JUDGE NOT

The Forgotten Election: Iowa Judge Who Approved Marriage Equality Faces Tough Race

With all the attention rightly given to congressional races, marriage-equality measures and, oh yeah, the presidential election, its easy to forget a race that in the normal scheme of things wouldn’t get much attention: Today voters in Iowa are deciding whether or not to keep State Supreme Court Justice David Wiggins, one of the jurists who legalized same-sex marriage in Iowa in 2009.

Since that ruling, conservative groups like NOM have made a concerted effort to oust all six judges who joined in the unanimous decision—railing against so-called “activist judges,” they already succeeded in showing Chief Justice Marsha Ternus and Justices David Baker and Michael Streit the door in 2010.

“We won a state championship in 2010. We defeated three judges—we sent them a message on judicial activism and the people holding them accountable,” said anti-equality warrior Bob Vander Plaats. “Now we’ve got to go play the game all over again.”
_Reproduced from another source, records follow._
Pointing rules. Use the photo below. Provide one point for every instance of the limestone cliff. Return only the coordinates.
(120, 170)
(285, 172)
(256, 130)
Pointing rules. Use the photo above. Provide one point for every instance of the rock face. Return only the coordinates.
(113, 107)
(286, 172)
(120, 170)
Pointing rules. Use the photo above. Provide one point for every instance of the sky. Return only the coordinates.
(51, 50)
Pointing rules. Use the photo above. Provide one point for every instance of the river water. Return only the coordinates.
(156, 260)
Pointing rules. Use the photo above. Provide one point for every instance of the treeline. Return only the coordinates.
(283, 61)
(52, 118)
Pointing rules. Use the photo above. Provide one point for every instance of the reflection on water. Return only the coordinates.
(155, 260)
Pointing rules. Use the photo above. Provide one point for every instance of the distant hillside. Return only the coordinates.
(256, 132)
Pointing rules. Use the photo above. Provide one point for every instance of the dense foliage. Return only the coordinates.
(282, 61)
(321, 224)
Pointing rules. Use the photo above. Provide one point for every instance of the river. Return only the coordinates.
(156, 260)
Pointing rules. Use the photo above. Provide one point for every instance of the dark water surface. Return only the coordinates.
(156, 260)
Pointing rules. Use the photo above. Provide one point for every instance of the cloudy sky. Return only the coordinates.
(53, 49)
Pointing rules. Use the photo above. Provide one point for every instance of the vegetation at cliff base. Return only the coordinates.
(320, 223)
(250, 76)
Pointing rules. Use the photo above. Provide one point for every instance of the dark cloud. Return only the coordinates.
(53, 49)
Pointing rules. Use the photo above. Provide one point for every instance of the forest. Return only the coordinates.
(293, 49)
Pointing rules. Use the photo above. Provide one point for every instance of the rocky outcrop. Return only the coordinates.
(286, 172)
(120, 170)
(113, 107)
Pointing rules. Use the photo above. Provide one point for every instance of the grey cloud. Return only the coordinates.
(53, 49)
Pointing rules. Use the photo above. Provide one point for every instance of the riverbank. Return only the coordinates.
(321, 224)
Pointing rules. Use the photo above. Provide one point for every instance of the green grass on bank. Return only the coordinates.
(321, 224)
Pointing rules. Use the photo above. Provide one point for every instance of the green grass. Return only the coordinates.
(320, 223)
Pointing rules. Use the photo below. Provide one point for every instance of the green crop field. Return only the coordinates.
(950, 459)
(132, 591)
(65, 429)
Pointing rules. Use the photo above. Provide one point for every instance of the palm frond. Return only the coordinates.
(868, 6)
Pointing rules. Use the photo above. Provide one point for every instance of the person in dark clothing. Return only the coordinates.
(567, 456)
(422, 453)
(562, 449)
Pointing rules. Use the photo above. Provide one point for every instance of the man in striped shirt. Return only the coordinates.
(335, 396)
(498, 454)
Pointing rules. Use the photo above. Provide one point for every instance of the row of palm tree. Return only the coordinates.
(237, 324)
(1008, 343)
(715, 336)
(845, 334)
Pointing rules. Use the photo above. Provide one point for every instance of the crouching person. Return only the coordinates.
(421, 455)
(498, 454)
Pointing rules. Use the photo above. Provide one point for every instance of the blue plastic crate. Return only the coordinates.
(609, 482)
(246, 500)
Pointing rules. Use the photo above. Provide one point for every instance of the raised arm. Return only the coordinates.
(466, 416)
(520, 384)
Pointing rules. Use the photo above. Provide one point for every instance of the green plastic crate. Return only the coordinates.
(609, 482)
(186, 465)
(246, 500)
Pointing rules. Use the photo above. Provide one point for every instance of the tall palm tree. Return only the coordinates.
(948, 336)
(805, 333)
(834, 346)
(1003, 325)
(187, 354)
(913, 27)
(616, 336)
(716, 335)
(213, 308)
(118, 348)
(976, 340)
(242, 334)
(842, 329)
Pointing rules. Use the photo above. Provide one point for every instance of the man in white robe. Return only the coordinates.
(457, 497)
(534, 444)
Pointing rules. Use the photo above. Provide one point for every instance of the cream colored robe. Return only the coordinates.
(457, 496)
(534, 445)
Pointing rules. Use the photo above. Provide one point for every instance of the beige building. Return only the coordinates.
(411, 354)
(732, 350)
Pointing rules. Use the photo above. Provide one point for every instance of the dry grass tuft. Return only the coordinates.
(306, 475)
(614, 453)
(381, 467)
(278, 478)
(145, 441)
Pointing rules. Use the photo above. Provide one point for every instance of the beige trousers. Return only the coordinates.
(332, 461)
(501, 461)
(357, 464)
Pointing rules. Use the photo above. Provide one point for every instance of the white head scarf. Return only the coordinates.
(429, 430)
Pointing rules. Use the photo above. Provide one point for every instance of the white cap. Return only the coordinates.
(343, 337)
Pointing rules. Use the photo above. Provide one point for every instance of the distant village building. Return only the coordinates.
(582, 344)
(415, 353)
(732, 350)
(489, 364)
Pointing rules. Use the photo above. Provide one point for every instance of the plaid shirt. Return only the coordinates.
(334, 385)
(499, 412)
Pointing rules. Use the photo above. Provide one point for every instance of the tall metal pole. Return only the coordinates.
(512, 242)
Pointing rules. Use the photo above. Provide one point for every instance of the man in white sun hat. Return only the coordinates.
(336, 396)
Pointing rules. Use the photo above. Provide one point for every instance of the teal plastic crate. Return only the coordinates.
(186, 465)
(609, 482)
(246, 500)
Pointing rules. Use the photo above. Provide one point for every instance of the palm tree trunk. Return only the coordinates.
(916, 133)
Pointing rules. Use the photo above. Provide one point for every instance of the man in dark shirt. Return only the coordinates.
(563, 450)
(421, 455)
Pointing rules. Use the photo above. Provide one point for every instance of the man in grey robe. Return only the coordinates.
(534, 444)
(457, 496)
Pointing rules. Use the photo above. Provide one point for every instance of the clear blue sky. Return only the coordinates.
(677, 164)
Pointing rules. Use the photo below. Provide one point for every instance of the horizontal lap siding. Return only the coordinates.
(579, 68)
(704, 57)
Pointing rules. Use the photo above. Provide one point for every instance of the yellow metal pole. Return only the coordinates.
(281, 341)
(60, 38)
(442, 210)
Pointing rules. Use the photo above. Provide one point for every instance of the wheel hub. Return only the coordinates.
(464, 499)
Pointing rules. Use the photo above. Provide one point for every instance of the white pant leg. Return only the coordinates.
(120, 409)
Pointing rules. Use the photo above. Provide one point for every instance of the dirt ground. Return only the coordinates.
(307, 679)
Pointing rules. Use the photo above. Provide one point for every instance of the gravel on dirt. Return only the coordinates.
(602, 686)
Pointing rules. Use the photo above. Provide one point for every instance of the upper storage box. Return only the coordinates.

The race has been positioned by pundits and politicos as benchmark in the marriage-equality issue: If Wiggins is voted out, it might have a chilling effect on other jurists. (State Supreme Court judges must seek election a year after being appointed, and then every eight years after.)

Wiggins, who has sat on the bench since 2003, isn’t happy about the campaign against him, but insists he’d do it all over again.  “I want to keep my job, believe me, but I will not jeopardize the integrity of the Iowa Supreme Court in the process,” he wrote in The Des Moines Register.